Getting the most out of Thanksgiving
Experts advise families focus on fun, not food
Each year, millions of Americans gather around the table to enjoy a special meal to celebrate the Thanksgiving holiday, continuing the tradition pilgrims began long ago of sharing a feast with family and friends and expressing gratitude.
However, between cooking and entertaining guests, the day can quickly get hectic, making it easy to forget some important keys to make the holiday a good one.
One important reminder is to avoid overeating, as the average American consumes 4,500 calories from Thanksgiving dinner and dessert, according to the Calorie Counting Council, then feels miserable afterward. But, it doesn't have to be that way, said Jacquie Howell, extension nutrition educator for Barry and Lawrence counties.
"If you're going to eat a lot of different foods, you don't want a whole serving of each one, just a sampling," she said. "It's fine if you have to try everything, but just something like a spoonful."
If guests just can't help themselves, make activity a priority at some point during the day.
"For family-fun ways to burn calories, plan a family walk in the afternoon, or a game of touch football or kickball," said David Burton, Extension civic communications specialist. "It can be fun to plan indoor or outdoor activities that will get the family off the couch and on their feet. For example, organize a scavenger hunt, or create an obstacle course for all to enjoy.
"You may even start the day with exercise before the big meal. You could exercise 30 minutes on the treadmill or elliptical, then wind down the day with a walk, bike ride or an outdoor game with the family."
Another item of importance for Howell, who teaches school children about nutrition, is food safety.
"The biggest thing [to remember during the day] is food safety, especially with a turkey," she said. "You want to make sure you do not thaw it out in the sink or on the counter, but in the fridge and enough days ahead of time, and to put it on the bottom shelf so that juices do not drop down on your other food. Also, make sure internal temperature gets to 165 degrees. It's best if you have a food thermometer and put it in the thickest part of the breast that's not touching the bone. If you don't have a food thermometer, if the turkey has the least little bit of pink color, put it back in the oven, because you don't want to eat it unless it's thoroughly cooked.
"If you stuff it, you want to make sure it's cooked all the way through and the stuffing, too. And, do not leave food sitting out all day for people to just come back and eat, because we're terrible about doing that. If it's something that needs to be refrigerated, do so. Bacteria will double in size every 15 minutes, so in two hours' time, it can take over your food and cause it to go bad. It grows best at room temperature. The biggest thing during the holiday meals is the food safety because we just don't think about it. Just one time of getting a food-borne illness is all it's going to take to make you really sick. It's not worth it. So just make sure turkey is cooked thoroughly, and don't leave things out all day."
With an abundance of food, it's easy to let healthy habits slip during the holidays, yet important to still eat well, Howell said.
"Make sure you get lots of vegetables," she said. "That helps give them nutrition. We don't really require a lot of protein in a day, or whole grains. And, with milk products, use the skim milk or low fat."
Lastly, Howell reminds people to focus less on the food and more on the holiday gathering itself.
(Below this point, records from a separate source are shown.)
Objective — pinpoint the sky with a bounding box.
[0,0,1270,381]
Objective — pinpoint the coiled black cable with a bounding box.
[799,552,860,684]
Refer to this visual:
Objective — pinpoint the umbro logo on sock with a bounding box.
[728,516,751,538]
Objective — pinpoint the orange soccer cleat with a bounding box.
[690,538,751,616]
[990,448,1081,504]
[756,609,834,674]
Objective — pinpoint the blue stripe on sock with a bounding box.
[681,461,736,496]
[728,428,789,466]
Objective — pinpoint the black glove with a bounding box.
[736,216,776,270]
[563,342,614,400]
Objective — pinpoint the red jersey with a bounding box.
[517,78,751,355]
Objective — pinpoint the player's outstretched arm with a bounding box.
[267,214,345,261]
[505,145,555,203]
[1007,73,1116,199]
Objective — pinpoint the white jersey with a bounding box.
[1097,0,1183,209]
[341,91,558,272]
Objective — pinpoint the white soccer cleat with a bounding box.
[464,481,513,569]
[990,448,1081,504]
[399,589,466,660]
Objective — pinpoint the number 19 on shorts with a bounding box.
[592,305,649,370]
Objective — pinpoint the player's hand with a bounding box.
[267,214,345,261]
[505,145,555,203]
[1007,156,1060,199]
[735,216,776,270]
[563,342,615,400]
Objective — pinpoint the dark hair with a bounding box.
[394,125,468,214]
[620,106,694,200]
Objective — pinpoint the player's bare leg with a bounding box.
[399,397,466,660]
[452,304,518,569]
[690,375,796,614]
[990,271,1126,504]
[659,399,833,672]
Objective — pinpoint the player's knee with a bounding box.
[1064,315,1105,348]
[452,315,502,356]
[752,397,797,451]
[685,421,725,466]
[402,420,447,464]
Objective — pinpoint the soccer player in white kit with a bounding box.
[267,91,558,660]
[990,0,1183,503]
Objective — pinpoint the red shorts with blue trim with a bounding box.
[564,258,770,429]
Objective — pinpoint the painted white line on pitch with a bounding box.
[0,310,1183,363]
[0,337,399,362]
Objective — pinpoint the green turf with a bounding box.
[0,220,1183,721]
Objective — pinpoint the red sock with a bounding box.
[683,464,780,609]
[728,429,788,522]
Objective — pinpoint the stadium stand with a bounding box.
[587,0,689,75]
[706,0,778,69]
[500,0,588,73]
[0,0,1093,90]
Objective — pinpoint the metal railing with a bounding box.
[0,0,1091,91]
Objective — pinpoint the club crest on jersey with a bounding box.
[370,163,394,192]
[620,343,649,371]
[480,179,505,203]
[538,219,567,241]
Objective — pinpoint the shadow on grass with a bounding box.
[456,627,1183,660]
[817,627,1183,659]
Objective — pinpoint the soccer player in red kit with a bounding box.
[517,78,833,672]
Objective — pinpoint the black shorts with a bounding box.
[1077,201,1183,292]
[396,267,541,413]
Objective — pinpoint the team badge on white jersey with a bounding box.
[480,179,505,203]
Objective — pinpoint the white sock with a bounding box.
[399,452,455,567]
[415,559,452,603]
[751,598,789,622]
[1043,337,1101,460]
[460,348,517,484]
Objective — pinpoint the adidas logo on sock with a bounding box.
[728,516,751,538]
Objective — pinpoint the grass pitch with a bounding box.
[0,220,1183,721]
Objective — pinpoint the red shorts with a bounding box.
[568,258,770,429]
"Don't stress over the food [and making sure everything's perfect]," she said. "It's food. If something doesn't turn out right, just eat more of something else. If you don't have turkey, is it really going to hurt anybody? And, enjoy your time with your family or your friends. That's what the holidays are for, really. It shouldn't be built around food, but around your family and friends, and reflecting on the reason behind the season."
"Expectations can be high, time short and experience lacking," said Dr. Pam Duitsman, nutrition and health specialist with the Extension. "That can be a recipe for a stress-filled day."
Expectations like a perfectly-cooked, juicy turkey are good, but one doesn't have to be Martha Stewart. If in doubt, YouTube it, Howell said.
Howell offered one last piece of advice.
"It's just one day," she said. "It's not the time to start airing your opinions on everything, such as the election, etc. This is a time to spend together to enjoy each other, not talk about anything that's controversial. Just enjoy your time together. If you feel yourself getting stressed [about anything], stop and do a lot of deep breathing."